The material balance equations use stoichiometry to relate reactants and products. For example, methane and acetylene are balanced according to the reaction: \[2 \text{ CH}_4 \rightarrow \text{ C}_2\text{H}_2 + 3 \text{ H}_2\]Energy balance, on the other hand, is about accounting for the heat that moves into and out of the reactor. The energy that is introduced as heat at a rate of 975 kW influences this balance significantly, as it affects reaction kinetics and product formation. Shipping energy from inflow to outflow without loss is a core checkpoint to ensure efficiency in chemical reactions in reactors.

Reaction Stoichiometry

Reaction stoichiometry is the proportion of reactants and products in chemical reactions. It's a blueprint for formulating material balance equations.
In our exercise, the primary reaction is:\[2 \mathrm{CH}_{4}( ext{g}) \rightarrow \mathrm{C}_{2} \mathrm{H}_{2}( ext{g})+3 \mathrm{H}_{2}( ext{g})\]Reactants like methane form acetylene and hydrogen in fixed ratios. Stoichiometry gives a direct map of how many moles of products each mole of reactant will make.
Side reactions can complicate this picture, as seen with the decomposition of acetylene:\[\mathrm{C}_{2} \mathrm{H}_{2}( ext{g}) \rightarrow 2\mathrm{C}( ext{s})+\mathrm{H}_{2}( ext{g})\]Here, stoichiometry helps predict formation of unwanted products like solid carbon, affecting overall yield. Therefore, accurate stoichiometric calculations are pivotal for determining the effectiveness and efficiency of chemical reactions in a reactor.

Reactor Efficiency

Reactor efficiency describes how effectively a reactor converts reactants to desired products, benchmarking against an ideal scenario. It is a crucial aspect of engineering efficiency and process economy.
Efficiency in this exercise can be calculated as the ratio of actual acetylene yield to the yield assuming no side reaction. The goal is always to maximize yield and minimize waste or by-products.
For example, if no acetylene decomposition occurs, theoretically, more acetylene would be obtained, marking higher efficiency. However, in reality, side reactions reduce the yield. A careful balance and control of reactor conditions can help minimize these inefficiencies, using knowledge of reaction kinetics and thermodynamics.
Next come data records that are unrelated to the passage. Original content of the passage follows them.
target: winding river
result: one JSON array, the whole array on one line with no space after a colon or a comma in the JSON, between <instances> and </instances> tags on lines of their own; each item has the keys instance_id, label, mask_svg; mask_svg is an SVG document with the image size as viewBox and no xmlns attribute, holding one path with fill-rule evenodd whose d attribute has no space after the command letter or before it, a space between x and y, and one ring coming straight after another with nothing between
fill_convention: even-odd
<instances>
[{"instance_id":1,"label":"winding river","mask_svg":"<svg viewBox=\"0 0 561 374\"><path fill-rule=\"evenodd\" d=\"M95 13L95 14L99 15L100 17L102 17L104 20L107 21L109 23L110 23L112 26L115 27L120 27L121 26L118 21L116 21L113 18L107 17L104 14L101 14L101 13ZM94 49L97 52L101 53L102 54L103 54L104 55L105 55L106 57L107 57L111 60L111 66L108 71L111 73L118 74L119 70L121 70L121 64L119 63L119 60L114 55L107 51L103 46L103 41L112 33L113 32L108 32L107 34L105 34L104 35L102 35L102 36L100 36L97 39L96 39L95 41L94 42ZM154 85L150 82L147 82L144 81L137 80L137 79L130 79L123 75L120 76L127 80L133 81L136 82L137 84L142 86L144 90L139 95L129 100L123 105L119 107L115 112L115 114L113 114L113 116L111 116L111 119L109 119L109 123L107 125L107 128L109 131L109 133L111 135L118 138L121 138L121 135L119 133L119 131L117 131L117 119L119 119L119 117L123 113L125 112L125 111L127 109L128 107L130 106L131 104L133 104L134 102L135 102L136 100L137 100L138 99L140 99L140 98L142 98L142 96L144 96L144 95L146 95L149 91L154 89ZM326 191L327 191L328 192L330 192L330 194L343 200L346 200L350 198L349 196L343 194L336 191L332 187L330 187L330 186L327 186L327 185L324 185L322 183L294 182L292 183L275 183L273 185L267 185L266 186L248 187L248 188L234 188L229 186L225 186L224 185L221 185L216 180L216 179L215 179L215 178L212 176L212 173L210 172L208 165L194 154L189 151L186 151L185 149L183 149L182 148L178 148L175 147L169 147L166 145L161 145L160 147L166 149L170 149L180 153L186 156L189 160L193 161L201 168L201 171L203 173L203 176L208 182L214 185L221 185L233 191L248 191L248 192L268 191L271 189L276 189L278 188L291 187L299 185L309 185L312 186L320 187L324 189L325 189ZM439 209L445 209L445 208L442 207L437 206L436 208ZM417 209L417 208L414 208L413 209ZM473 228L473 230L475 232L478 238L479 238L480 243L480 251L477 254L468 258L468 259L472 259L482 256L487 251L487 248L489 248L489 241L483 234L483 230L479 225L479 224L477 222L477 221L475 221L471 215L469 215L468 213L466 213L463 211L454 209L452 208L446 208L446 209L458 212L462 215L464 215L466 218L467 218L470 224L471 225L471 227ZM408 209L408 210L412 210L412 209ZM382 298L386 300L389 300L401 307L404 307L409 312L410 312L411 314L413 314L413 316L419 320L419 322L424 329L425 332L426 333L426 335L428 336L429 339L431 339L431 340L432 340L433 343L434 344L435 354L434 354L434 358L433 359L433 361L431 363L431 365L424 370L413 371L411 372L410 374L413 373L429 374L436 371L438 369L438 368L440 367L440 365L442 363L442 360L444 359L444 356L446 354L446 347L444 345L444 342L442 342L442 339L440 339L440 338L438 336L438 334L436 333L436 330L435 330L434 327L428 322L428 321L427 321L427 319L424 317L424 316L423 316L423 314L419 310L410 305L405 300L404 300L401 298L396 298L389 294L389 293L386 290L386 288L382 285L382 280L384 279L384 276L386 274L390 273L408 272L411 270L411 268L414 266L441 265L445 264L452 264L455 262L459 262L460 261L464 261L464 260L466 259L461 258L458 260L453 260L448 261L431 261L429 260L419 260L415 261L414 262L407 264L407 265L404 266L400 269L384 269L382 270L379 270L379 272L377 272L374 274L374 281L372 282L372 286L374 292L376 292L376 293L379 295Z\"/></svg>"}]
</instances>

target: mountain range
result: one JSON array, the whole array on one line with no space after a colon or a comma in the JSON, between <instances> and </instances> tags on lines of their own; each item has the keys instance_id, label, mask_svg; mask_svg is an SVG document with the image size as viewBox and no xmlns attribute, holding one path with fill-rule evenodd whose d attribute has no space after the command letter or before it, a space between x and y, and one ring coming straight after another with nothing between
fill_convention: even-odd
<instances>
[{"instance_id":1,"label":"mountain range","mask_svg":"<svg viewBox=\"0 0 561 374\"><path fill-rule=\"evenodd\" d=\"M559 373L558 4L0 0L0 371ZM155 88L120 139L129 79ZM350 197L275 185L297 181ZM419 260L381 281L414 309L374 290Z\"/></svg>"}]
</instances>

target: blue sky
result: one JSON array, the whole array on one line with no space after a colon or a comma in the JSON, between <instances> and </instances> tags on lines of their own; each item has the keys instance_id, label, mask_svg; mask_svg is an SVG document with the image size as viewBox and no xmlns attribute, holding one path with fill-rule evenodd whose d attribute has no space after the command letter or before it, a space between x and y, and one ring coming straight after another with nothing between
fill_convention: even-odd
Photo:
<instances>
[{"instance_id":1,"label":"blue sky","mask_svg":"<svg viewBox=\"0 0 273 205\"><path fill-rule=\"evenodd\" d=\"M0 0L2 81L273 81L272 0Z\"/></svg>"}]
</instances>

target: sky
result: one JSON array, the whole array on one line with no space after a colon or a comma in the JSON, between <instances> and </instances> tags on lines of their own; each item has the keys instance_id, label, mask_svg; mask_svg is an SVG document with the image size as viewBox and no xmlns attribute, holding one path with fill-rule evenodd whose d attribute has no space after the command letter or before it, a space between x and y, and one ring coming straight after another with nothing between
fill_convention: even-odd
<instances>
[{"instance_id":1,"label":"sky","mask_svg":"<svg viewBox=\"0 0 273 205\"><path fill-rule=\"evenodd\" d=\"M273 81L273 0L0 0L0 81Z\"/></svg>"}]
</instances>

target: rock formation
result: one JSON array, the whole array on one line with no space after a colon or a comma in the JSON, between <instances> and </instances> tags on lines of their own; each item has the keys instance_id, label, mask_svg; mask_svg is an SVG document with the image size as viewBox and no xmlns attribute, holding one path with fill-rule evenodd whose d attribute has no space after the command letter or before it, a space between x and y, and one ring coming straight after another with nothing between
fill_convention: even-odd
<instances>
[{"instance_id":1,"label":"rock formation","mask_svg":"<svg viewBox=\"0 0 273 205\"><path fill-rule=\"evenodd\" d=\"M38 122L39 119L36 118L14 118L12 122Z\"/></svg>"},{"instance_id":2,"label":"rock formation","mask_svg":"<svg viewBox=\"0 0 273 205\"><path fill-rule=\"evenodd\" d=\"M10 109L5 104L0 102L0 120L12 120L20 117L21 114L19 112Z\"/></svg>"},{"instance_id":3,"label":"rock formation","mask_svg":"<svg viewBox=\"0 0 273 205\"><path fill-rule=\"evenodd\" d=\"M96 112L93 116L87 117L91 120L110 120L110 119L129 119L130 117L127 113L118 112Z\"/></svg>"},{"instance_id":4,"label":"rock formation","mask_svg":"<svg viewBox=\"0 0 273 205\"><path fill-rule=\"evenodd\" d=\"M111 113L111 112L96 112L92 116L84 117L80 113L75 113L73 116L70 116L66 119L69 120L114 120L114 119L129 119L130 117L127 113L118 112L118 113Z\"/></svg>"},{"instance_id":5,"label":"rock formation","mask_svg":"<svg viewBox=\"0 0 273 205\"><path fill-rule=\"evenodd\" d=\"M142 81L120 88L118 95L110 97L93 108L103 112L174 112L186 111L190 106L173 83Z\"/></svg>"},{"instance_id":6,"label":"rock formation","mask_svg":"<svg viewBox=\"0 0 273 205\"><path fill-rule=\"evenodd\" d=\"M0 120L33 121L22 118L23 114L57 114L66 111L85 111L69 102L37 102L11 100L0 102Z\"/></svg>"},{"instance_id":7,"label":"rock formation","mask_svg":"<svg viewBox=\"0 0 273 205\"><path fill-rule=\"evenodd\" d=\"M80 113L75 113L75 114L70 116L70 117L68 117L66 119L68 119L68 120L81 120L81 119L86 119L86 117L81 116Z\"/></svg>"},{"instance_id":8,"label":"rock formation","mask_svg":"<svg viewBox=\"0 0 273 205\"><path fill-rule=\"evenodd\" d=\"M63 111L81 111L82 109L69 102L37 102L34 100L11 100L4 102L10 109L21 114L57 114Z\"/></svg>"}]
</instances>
Residence Time in Reactors

Residence time refers to the average time reactants spend in the reactor, greatly influencing chemical conversion and product distribution.
Longer residence time allows reactions to approach completion, as all molecules have more time to convert. In contrast, shorter times may not allow full conversion of reactants, leaving more unreacted substances.
In hypothetical cases where residence time is infinite, theoretically, complete reactions with maximum conversion can be achieved, reflecting in a plethora of products based on reactant availability and reaction conditions.
Adjustments in feed rate and reactor volume affect residence time. Operating under optimal conditions is crucial to achieving desired efficiency, often requiring a balance between economic and chemical engineering factors to find a feasible and economical solution.